I've heard that Nikon settled on using a 6MP sensor on their D1X
The D1X sensor isn't 6 MP.
Admitting that we (in all age demographic) are spoiled by the images of the digital cameras with much higher MP sensor, the practical resolution should be much lower than we think.
Looking at the photos of books made, e.g., in the 1970s and 80s, I have the "Zoo: Suuri eläinkirja" series of books (I believe the original was published in France) which contain a lot of wildlife photography. The image quality is quite terrible by today's standards. Newspapers of the same era contained sports photos of ice hockey that were super grainy and almost binary in how many gray tones they had. I don't see any reason why we should wish to go back to that, or set standards based on what was possible at that time. And in fact even then much better was possible, as glossy magazines and books had photos made with medium and large formats and they looked very nice even by today's standards (probably because photography was more difficult then, so more thought was put into it, and print distribution was expensive so editors selected what was published).

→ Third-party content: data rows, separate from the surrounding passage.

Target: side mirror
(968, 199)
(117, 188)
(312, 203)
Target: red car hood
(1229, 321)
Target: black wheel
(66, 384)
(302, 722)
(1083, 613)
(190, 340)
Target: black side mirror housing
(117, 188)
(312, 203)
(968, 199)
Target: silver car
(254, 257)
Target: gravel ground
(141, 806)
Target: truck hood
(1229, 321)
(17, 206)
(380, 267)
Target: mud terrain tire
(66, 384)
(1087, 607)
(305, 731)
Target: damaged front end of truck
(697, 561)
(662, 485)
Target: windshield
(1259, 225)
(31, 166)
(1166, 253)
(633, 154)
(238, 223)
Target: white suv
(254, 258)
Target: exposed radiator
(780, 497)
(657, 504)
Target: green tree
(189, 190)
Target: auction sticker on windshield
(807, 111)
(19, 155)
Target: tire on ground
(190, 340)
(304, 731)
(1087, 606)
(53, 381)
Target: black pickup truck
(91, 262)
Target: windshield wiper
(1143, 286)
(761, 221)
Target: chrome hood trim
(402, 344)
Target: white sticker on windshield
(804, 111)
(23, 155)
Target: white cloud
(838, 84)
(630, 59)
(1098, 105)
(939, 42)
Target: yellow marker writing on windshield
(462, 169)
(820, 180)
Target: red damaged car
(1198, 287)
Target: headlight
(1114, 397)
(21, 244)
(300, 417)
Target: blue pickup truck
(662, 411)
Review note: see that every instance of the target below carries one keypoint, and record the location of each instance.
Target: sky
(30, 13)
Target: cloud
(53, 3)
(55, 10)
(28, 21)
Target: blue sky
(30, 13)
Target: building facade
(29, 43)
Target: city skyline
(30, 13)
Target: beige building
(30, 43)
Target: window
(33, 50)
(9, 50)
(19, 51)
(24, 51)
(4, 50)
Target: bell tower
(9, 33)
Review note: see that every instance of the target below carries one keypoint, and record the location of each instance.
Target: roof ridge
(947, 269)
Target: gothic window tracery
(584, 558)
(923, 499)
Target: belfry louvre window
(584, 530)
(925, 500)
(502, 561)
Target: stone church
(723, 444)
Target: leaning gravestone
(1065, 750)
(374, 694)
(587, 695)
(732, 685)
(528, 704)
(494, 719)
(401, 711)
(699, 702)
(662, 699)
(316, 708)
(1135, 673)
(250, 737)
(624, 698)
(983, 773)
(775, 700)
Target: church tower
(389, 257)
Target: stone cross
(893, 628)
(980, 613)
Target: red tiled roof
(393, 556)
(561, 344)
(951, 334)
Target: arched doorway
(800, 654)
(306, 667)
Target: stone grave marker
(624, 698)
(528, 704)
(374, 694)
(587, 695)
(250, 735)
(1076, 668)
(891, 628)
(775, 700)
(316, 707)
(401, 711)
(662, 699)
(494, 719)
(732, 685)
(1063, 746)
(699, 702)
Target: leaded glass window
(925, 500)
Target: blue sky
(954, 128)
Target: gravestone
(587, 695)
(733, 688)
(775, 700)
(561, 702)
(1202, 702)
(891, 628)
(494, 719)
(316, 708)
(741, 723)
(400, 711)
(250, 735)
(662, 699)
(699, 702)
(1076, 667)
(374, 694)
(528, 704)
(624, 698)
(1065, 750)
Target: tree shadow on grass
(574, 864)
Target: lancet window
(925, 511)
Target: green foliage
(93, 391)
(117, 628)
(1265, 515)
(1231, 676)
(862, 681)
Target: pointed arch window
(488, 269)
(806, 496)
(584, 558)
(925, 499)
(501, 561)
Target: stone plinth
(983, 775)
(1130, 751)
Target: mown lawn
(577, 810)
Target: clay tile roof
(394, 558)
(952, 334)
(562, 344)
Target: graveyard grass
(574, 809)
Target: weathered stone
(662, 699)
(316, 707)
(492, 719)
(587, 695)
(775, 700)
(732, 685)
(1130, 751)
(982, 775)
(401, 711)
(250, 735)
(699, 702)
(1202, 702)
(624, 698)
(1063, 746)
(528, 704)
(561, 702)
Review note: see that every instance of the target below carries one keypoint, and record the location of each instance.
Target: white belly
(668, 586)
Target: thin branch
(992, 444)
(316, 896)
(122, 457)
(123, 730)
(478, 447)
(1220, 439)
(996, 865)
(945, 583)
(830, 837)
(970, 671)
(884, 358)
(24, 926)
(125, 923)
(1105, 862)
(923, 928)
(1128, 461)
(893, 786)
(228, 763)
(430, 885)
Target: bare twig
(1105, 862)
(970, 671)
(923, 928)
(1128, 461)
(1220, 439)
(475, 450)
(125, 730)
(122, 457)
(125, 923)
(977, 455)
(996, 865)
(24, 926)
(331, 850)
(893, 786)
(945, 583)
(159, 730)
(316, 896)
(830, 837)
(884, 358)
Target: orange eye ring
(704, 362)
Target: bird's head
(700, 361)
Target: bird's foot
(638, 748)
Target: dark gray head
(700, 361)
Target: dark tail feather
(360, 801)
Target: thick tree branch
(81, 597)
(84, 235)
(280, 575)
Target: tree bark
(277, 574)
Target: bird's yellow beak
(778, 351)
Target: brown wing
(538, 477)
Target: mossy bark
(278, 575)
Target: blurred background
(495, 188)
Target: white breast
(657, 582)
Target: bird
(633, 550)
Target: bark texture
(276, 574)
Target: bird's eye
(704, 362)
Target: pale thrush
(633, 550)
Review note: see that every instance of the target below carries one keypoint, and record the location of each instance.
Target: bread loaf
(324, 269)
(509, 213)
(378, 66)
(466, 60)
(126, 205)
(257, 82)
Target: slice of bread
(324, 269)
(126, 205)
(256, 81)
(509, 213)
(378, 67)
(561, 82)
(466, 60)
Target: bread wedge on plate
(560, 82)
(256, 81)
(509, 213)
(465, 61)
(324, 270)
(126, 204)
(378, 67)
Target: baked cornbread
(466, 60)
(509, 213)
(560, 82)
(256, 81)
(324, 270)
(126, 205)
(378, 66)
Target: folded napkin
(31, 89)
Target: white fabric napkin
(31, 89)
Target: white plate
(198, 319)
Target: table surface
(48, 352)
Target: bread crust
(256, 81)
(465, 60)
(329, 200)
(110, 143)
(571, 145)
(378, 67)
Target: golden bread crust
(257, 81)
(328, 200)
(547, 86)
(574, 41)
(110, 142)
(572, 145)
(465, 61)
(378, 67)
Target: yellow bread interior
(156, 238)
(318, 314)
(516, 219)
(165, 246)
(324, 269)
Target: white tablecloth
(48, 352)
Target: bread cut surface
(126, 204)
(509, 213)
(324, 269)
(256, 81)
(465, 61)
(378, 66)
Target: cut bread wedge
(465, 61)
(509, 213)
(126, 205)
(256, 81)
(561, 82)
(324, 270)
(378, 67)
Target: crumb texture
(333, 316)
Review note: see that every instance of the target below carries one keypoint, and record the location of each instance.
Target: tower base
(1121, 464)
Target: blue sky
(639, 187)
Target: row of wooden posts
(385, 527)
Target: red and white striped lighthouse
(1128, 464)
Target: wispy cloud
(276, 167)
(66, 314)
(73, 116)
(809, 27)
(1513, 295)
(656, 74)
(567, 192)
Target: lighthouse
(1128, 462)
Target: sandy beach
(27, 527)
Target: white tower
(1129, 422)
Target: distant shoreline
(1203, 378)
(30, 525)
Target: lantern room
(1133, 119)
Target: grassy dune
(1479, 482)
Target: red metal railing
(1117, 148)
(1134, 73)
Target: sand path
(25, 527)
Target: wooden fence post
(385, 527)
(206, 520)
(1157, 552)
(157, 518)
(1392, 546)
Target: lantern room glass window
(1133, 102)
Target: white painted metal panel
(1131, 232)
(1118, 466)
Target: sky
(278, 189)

I don't agree with the assessment that film image quality should be compared with digital by evaluating equal areas of sensor/film as the film could be much much larger than the generally available digital sensors back then (and even today). I'm not suggesting that I prefer film - I don't, but 1:1 comparison of the same area is simply not fair or application-relevant outside of macro photography or wildlife or similar subjects.
If the goal is high image quality, in any era of photography, the aim should be set to better than the most discerning viewer can see. That way the photographer can be confident no one could do better and so it is good enough. If the goal is something else (emotion, unusual documentary content, etc.) then different standards and values are applied to what is good enough. If it moves the viewer or changes the way they see the world, then it is probably good enough. This has little or nothing to do with how many pixels are used. But different subjects and purposes have different requirements.